Aug 14 2008

Ulterior Motives for Eating Disorders, Too

I had lunch today with a long-time friend, Mindy.  (No, of course that’s not her real name…) It’s been at least a year since we saw each other, and probably two since we had a long conversation.

My heart broke as I learned that her daughter, Lindsay (not her real name either) has, for lack of a better description, gone right off the deep end.  I’ve known Lindsay since she was only 11 or 12 — a bright, articulate and curious adolescent.  In more recent years, I knew Lindsay had developed eating disorders.  She is anorexic and bulimec, and is almost 18 years old.

Lindsay’s eating disorder is only one in a long list of problems she has acquired during the past few years.  She has abused drugs, has been in trouble with the law, and is dealing with some other mental health issues as well.

Her mom, Mindy, has struggled to do the right thing, but of course, as parents, we never really know if we are doing the right things by our children.  Mindy shared some aspects of how they have tried to help Lindsay.  Her findings sounded remarkably like some of the advice I share with you on occasion.  It bears repeating, with this different light.

At one point, Mindy contacted programs for girls with eating disorders.  There are at least four of them within 150 miles of where Mindy and Lindsay live. Some are day programs.  Others are residential programs.  Mindy contacted them all — in fact, visited them — and learned that each one happened to be exactly the program Lindsay needed!

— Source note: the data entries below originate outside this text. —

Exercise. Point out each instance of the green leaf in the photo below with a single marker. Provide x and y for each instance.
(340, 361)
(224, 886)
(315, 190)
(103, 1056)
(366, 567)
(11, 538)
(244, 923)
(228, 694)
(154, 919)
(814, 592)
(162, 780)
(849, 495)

At least, that’s what they each told her.  Each program was different, using different approaches to treatment, but according to the people who ran them (and, do I need to add, the people who would be paid by Mindy’s insurance if Lindsay attended their program?) each of their programs was just right.

This should sound vaguely familiar.  I’ve blogged before about doctors who advise us about treatments, but may have ulterior motives for their recommendations. My misdiagnosis odyssey was my first experience with this.  I accused my oncologist of insisting I begin chemo because it was the only way he could make money from me.

My friend Max was told he needed prostate surgery and he should undergo a minimally invasive procedure.  After studying options on the internet, he learned that an even less invasive, and less trying form of surgery using a robot might work even better.  So he asked his surgeon about it, and was told that NO, he certainly didn’t need to have the robotic surgery…. then learned later that the surgeon he was asking didn’t know how to do the robotic surgery.  Hmmmm…..

The literature is rife with examples of doctors making money, sometimes discreetly or even under the table, from the treatment recommendations they make.  Whether they are investors in specific medical device manufacturing companies (think artificial body parts) or drug prescriptions (think subsidies from pharma drug manufacturers) — the recommendations being made to you may have more to do with lining a professional’s pocket than your treatment success.

One disclaimer here — I do not believe a doctor would knowingly recommend a treatment that would harm you just to make money.  But, I do believe there are times when, all else being almost equal, the first consideration would be money, followed by your success or with little regard to the expense to you.

For example, if you had a history of knee pain, your doctor might recommend your knee be replaced today, even though therapy might help you for another year or two.  Of course, he wants to replace it using the brand that pays him a kickback fee.  But you don’t know that, nor does your insurance.  And don’t forget, most of these artificial joints have a shelf life — meaning — if you get one two years earlier than necessary, you will need a new one two years earlier, too.

It seems to be true enough in healthcare — whether we are talking about brain surgery or eating disorders — that we need to find someone who can help us consider the evidence much more objectively.  That means we either have to find someone who can help us with all the options, or — even preferably — someone who won’t handle any of the options.  In Max’s case, he was able to find a surgeon who did both the minimally invasive surgery AND the robot surgery.  He told Max the robot would serve him quite well.

And in Mindy’s case — she was able to find an advisor in anothor city who had no ties whatsoever to any of the available programs — one who knew all about the other programs in that 150 mile radius, and who was able make a recommendation based on that knowledge.  The advisor wasn’t in a position to benefit her own program, so she was able to make a more objective recommendation.

Let’s learn from both scenarios.  If you are in a position to need difficult, invasive or long term treatment, make sure you get at least a second opinion.  Then find someone who either can provide you with ALL the choices, or someone who doesn’t have a stake in ANY of the choices to help you get more objective advice before you make your final decision.